Aquatic Habitats in Integrated Urban Water Management
Other Urban Water Management Activities oh IHP-VI
Urbanization involves excessively forceful impact on habitats,
often including their extinction and replacement with artificial structures.
These transformations disrupts flow paths of energy, water and matter, within
and between adjacent ecosystems, re-directing them into unsustainable,
human-originated tracks. These transformations pose major ecological
consequences for ecosystems functioning. Changes of hydrological,
biogeochemical and ecological processes in catchments are reflected in
freshwaters - the receivers of deregulated, extreme runoffs and accelerated
flow of matter from disrupted natural cycles. Additionally, degradation of water
habitats handicap their resilience - the ability to maintain oscillations within
boundaries defined by steady state. Consequently, ecosystems functions and ability
to provide services may be permanently amended.

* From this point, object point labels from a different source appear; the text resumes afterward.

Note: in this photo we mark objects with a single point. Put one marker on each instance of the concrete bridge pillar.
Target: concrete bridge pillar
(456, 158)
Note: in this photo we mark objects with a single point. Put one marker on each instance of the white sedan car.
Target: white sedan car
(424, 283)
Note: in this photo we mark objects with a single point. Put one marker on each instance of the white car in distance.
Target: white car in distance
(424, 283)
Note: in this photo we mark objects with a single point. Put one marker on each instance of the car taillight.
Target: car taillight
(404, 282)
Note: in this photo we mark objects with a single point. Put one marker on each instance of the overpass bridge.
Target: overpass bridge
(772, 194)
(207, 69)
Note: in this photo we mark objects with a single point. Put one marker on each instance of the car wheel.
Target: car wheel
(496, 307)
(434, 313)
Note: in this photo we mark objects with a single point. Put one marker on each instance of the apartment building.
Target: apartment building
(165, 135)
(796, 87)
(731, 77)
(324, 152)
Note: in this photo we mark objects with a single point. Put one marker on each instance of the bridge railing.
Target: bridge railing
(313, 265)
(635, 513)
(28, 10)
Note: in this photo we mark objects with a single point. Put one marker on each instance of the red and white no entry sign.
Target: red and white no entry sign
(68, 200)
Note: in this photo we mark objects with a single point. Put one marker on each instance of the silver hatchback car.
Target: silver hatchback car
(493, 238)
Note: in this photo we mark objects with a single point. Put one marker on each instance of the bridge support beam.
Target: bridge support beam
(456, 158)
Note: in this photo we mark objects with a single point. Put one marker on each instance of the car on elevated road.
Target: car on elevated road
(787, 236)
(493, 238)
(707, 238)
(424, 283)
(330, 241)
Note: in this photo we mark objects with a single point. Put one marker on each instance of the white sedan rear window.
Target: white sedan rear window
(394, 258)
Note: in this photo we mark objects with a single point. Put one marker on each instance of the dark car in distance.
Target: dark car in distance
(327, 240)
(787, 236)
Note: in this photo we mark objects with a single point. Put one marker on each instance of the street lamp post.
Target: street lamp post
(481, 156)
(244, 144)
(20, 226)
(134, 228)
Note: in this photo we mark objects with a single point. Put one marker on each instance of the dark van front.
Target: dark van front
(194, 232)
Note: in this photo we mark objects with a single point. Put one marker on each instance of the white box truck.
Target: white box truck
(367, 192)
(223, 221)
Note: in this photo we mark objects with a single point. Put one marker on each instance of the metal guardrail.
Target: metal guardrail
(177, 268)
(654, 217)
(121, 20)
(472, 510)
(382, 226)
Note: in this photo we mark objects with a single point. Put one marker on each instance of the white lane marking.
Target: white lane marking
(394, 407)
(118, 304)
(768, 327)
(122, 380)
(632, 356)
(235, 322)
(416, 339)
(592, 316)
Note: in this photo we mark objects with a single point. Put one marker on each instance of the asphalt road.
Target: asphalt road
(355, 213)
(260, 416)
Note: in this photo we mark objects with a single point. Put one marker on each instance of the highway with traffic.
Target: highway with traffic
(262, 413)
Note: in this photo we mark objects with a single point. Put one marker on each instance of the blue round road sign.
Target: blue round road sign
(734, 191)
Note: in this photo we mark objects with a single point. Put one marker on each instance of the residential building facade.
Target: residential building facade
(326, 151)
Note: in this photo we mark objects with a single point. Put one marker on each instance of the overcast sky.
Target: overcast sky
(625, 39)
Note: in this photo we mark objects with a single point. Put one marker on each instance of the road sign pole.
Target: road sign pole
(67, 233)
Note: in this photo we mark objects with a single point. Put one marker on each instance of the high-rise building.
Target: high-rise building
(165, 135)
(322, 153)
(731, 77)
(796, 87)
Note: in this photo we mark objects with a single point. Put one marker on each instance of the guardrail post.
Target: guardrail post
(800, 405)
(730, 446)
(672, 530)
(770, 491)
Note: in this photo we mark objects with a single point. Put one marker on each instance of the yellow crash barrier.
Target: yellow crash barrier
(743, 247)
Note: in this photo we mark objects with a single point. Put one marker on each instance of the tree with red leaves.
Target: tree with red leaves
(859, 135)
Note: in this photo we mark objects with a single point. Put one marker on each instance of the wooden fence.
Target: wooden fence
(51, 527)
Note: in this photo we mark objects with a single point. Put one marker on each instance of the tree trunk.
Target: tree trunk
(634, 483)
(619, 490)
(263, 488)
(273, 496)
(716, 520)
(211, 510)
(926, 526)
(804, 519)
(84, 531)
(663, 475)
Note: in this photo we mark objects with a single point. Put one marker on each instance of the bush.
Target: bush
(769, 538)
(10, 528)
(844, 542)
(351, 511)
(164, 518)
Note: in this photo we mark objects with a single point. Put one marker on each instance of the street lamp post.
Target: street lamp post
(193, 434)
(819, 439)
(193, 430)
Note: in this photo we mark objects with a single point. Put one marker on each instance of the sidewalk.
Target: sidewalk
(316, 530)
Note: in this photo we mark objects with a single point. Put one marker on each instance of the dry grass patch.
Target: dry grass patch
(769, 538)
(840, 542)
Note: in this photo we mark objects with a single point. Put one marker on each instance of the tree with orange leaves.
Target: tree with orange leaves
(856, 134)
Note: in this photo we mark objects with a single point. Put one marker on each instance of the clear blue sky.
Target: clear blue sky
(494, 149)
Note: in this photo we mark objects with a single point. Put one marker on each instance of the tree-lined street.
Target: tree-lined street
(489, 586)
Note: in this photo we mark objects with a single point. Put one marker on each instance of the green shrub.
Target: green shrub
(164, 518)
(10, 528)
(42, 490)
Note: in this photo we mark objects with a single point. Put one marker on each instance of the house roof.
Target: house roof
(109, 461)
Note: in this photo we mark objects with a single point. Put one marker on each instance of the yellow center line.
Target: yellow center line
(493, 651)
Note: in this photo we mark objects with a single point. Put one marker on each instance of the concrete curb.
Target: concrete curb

Organizing the flow paths pursuing rules governing natural ecosystems in some parts
of the city catchments, may compensate effects of their degradation in others.
Reduction of impacts, such as minimizing pollution or water detention, together with
rehabilitation of freshwater habitats are the foremost and fundamental conditions.
It is also necessary to take measures toward augmenting absorbing capacity of ecosystems.
"Urban aquatic habitats in integrated urban water management"
Activity aims in improving
knowledge and methodological base for the integration of urban aquatic habitats and
water based amenities into urban water development and management strategies.
It also tests the proposed approaches in the set of selected case studies
addressing various water related issues all over the world.